The next royal visit was on July 21, 1903. King Edward VII and Queen Alexandra arrived at Kingstown, but the ceremonies during their five-day stay were largely curtailed, because Pope Leo XIII had died the previous day.

One of king’s stops was at Maynooth College, where they met with the four Catholic archbishops and some 20 of the bishops.

They returned to Ireland again on April 26, 1904, on a semi-official eight-day visit. They took a train to Naas and spent their first afternoon at Punchestown Races. On the third morning, the king lay the foundation stone for the Royal College of Science at Leinster Lawn. That afternoon he went to a racing meeting at Phoenix Park, and he and the queen attended a Command Performance at the Theatre Royal.

The royal couple went to Kilkenny and Waterford during their visit.

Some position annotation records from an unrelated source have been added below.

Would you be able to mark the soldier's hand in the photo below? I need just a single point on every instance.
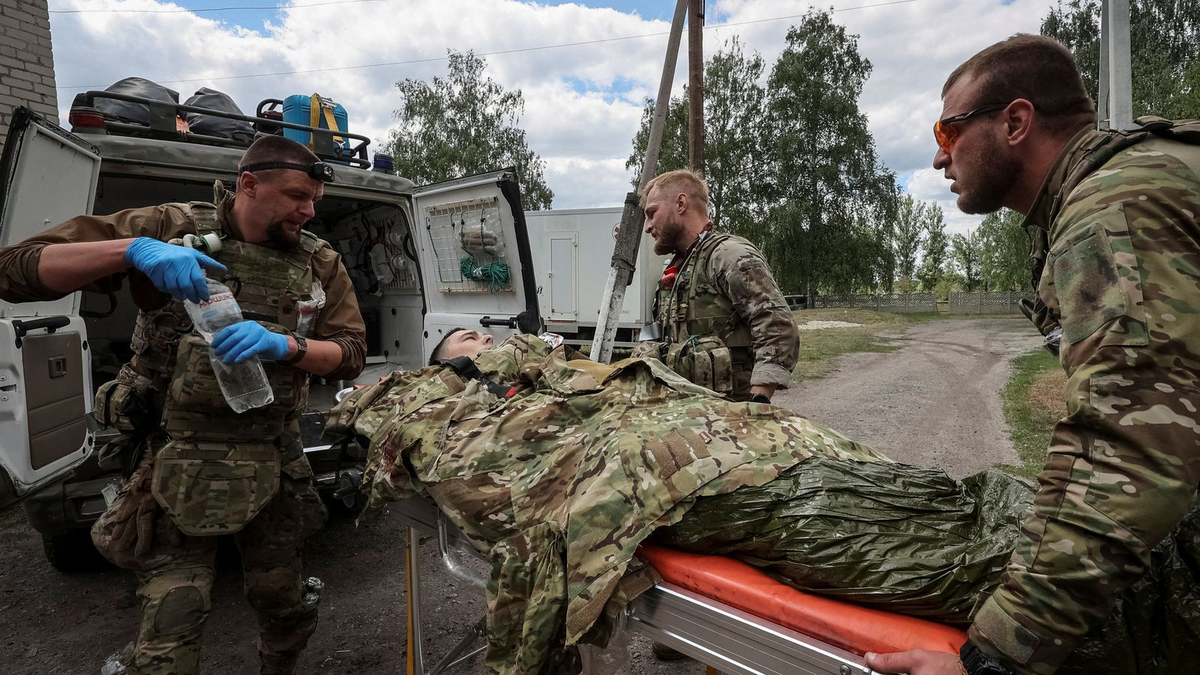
(139, 518)
(172, 269)
(916, 662)
(238, 342)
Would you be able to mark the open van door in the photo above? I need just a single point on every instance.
(47, 175)
(475, 261)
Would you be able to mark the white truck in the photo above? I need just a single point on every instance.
(571, 254)
(402, 245)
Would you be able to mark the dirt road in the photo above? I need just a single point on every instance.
(933, 402)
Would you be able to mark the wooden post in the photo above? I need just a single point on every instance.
(625, 252)
(696, 85)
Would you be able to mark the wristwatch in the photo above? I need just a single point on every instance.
(301, 350)
(975, 662)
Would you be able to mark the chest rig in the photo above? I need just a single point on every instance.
(705, 340)
(269, 284)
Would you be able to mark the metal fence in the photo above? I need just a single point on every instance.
(987, 303)
(897, 303)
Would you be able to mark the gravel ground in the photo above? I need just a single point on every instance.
(933, 402)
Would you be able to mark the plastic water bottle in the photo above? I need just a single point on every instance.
(244, 384)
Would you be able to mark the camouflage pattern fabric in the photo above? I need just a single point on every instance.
(559, 483)
(1122, 279)
(725, 293)
(175, 574)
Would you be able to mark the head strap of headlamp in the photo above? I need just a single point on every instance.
(316, 171)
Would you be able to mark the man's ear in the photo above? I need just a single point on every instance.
(247, 184)
(1019, 119)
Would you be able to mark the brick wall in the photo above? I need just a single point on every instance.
(27, 63)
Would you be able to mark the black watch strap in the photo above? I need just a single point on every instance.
(301, 350)
(975, 662)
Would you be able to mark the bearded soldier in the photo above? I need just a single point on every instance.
(203, 469)
(724, 323)
(1115, 220)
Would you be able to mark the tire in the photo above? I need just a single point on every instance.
(72, 553)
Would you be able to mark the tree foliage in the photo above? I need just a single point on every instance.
(465, 124)
(936, 248)
(1164, 40)
(1003, 252)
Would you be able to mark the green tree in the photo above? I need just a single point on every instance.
(733, 101)
(1003, 252)
(907, 237)
(831, 202)
(465, 124)
(934, 255)
(1164, 41)
(967, 260)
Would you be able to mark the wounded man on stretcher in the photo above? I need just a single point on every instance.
(557, 467)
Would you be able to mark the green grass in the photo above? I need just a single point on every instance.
(1030, 419)
(819, 347)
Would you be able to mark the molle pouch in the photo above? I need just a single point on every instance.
(711, 364)
(648, 350)
(126, 404)
(211, 489)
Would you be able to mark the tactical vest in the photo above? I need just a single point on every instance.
(1095, 156)
(219, 469)
(706, 341)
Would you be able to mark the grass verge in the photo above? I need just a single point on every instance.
(1033, 402)
(819, 347)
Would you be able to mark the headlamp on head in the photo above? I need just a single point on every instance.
(316, 171)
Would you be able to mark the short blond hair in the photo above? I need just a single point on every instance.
(676, 181)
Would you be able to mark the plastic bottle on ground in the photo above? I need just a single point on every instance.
(244, 384)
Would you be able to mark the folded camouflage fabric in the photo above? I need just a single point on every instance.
(559, 483)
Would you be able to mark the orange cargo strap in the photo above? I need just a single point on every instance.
(318, 108)
(853, 628)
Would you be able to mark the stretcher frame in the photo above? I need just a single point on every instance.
(729, 640)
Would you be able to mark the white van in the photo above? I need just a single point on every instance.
(401, 244)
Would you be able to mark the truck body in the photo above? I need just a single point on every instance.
(400, 244)
(571, 254)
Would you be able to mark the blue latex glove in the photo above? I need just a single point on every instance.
(172, 269)
(238, 342)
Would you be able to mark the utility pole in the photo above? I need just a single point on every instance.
(629, 236)
(696, 87)
(1115, 105)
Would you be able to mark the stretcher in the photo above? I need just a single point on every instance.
(725, 614)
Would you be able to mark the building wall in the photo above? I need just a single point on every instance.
(27, 63)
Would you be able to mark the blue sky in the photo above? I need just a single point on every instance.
(583, 102)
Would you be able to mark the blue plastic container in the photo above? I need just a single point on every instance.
(298, 109)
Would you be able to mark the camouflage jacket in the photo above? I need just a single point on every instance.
(559, 483)
(1122, 279)
(725, 288)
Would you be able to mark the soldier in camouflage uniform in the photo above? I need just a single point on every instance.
(557, 467)
(1115, 220)
(205, 470)
(724, 323)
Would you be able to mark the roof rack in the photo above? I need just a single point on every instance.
(162, 125)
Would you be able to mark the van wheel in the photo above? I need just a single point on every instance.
(72, 553)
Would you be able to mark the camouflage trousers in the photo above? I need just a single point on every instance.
(175, 574)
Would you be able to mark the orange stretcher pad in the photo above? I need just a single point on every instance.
(853, 628)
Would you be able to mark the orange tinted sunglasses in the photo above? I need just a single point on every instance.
(945, 131)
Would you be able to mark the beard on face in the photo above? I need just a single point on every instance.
(280, 237)
(991, 179)
(669, 236)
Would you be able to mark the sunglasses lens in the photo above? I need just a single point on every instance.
(945, 135)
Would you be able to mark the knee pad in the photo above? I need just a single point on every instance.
(180, 609)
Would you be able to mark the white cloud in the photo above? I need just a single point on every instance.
(582, 102)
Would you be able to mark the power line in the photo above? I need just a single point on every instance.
(208, 10)
(497, 53)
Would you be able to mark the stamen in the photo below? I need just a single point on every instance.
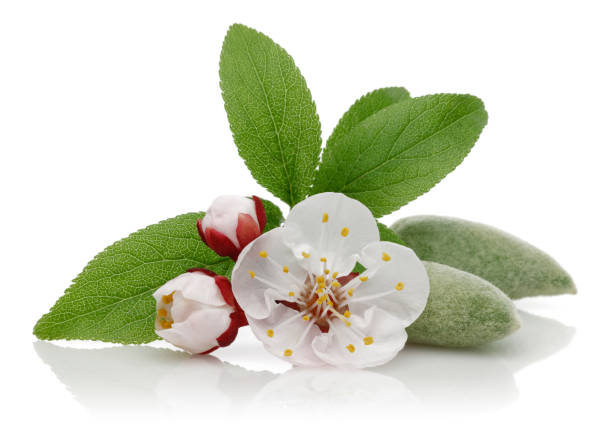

Edward’s reign was comparatively short, and he did not return to Dublin again.

The last visit of a reigning British monarch was that of George V, who arrived with Queen Mary and their son, the Prince of Wales (the future King Edward VIII) and daughter Princess Mary. They arrived in Kingstown on July 8, 1911, and went into the city in procession.

It was the king’s first trip outside Britain following his recent coronation.

The warmth of the public welcome was such that The Daily Telegraph referred to the five-day visit as “the latest and happiest conquest of Ireland”. Others might contend that the Irish were finally breaking into the British tourist market.